Começo com Alisson Bechdel e seu Fun Home: uma tragicomédia em família. Obra-prima! Sucesso de público e crítica. Ficou duas semanas na lista dos mais vendidos do New York Times. Um livro de memórias centrado numa controvertida figura paterna e em questões de identidade e repressão sexual. Ao contar a história de sua infância e adolescência, vivida na zona rural da Pensilvânia da década de 1970, marcada pelo mistério que ronda a verdadeira natureza da personalidade complexa e contraditória de seu pai, ela fala também do momento de transição entre o final de um período marcado pela revolução sexual e pela liberalização dos costumes e o revés provocado pelo surgimento da AIDS. A narrativa é fluida, sem tropeços, ilustrada por um traço elegante e rebuscado, todo desenhado a partir do estudo de fotos de referencia tiradas por ela mesmo. Brilhante.

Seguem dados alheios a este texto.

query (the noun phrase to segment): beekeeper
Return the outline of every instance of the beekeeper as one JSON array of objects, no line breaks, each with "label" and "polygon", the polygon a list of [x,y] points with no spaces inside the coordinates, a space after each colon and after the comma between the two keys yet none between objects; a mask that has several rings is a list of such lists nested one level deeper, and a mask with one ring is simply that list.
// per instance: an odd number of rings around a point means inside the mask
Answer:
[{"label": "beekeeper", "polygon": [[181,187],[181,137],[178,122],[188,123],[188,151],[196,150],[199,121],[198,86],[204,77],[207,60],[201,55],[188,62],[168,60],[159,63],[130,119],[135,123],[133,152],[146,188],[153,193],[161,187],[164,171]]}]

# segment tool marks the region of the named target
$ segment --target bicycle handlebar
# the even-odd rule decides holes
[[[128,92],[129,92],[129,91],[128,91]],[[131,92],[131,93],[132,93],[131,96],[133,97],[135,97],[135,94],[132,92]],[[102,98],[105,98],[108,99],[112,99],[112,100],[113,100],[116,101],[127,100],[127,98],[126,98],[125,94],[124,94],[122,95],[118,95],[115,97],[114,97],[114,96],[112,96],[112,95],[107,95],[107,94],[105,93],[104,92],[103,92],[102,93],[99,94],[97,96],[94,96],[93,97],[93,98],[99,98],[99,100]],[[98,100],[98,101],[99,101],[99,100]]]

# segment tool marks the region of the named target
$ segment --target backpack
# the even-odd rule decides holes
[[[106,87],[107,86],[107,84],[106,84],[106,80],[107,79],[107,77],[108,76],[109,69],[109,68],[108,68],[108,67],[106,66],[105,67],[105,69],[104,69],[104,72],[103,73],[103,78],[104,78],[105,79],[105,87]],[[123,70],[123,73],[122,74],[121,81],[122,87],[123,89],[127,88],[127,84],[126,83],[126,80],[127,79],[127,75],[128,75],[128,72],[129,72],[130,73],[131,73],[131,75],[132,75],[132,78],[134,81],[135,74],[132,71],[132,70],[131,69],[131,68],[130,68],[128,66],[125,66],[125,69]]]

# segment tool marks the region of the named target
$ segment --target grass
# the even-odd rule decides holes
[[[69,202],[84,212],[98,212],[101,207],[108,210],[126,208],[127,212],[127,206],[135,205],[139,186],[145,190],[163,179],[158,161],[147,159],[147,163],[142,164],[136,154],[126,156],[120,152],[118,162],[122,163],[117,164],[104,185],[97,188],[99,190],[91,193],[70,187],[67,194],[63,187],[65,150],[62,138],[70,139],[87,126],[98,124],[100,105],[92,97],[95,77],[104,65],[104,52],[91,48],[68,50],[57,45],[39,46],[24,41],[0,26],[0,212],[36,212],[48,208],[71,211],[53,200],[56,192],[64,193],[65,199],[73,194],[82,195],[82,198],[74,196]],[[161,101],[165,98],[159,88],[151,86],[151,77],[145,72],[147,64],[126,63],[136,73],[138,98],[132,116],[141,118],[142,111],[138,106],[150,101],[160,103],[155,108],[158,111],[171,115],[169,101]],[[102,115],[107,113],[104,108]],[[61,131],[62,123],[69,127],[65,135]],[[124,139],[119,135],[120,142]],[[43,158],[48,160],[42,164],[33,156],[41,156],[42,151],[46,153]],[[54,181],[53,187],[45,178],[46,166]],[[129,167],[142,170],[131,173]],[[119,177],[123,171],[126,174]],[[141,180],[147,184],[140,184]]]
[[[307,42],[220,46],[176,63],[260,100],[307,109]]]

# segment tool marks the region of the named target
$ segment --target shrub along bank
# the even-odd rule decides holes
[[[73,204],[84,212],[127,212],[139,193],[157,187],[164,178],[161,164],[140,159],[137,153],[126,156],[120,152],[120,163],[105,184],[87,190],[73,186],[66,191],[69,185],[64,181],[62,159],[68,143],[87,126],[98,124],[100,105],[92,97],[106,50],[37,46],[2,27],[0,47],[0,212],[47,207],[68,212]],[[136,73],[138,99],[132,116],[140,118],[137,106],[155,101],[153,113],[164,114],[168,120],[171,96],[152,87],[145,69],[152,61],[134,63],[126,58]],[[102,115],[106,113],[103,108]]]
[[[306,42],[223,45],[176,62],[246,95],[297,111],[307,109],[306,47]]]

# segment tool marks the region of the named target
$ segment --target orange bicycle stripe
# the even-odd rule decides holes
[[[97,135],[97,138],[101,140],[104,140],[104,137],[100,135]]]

Dela, li também Você é minha mãe?, uma espécie de continuação de Fun Home que avança por sua idade adulta e discute, de forma bastante profunda e analítica, sua relação com a mãe, ao mesmo tempo em que vai narrando o desabrochar de sua sexualidade. É uma leitura bem mais densa e auto centrada que a anterior. Tive bastante dificuldade com alguns trechos longos que discorrem detalhadamente sobre questões teóricas ligadas à psicologia, mas recomendo a leitura mesmo assim.

Rosa Luxemburgo é uma das personagens mais fascinantes da história do movimento socialista. Teórica brilhante e contestadora, mulher à frente de seu tempo, inclusive na vida pessoal e amorosa, além de pensadora independente e ousada. Teve embates antológicos com verdadeiros ícones do marxismo, como Lenin e Kautski. Sua vida é contada de forma poética e vibrante pela cartunista e ativista britânica Kate Evans em Rosa Vermelha,  lançado aqui pela editora Martins Fontes.

Apesar de ter sido produzida a convite da Fundação Rosa Luxemburgo, essa biografia quadrinizada passa longe do chapabranquismo e oferece um panorama bastante amplo de sua obra e de seu tempo a partir da escolha acertada de reproduzir integralmente diversos trechos de seus livros e cartas, sem descuidar do ritmo narrativo. Dá ao leitor menos apressado, inclusive, a oportunidade de se aprofundar ainda mais sobre o assunto ao disponibilizar um rico apêndice, em que diversas situações são melhor explicadas e contextualizadas e os trechos reproduzidos na história são novamente apresentados de forma ampliada.

De Kate Evans li também Refugiados: a última fronteira, editado com o capricho típico da editora Darkside – com direito a um marcador de páginas de tecido feito de renda, referência ao principal produto fabricado na cidade de Calais, na França, onde se passa a trama. Uma trama real e dramática, reproduzida a partir da experiência pessoal da autora com as ONGS que se dedicam a tentar aliviar a via crucis dos que ficam ilhados por lá, à espera de uma oportunidade de cruzar o canal da mancha. É uma história dura e revoltante, repleta de injustiça, que nos faz lembrar, inevitavelmente, os relatos de Joe Sacco sobre a Palestina e a guerra na Bósnia. O traço aqui é mais rabiscado e cartunesco, bem diferente do da biografia de Rosa, mas igualmente competente.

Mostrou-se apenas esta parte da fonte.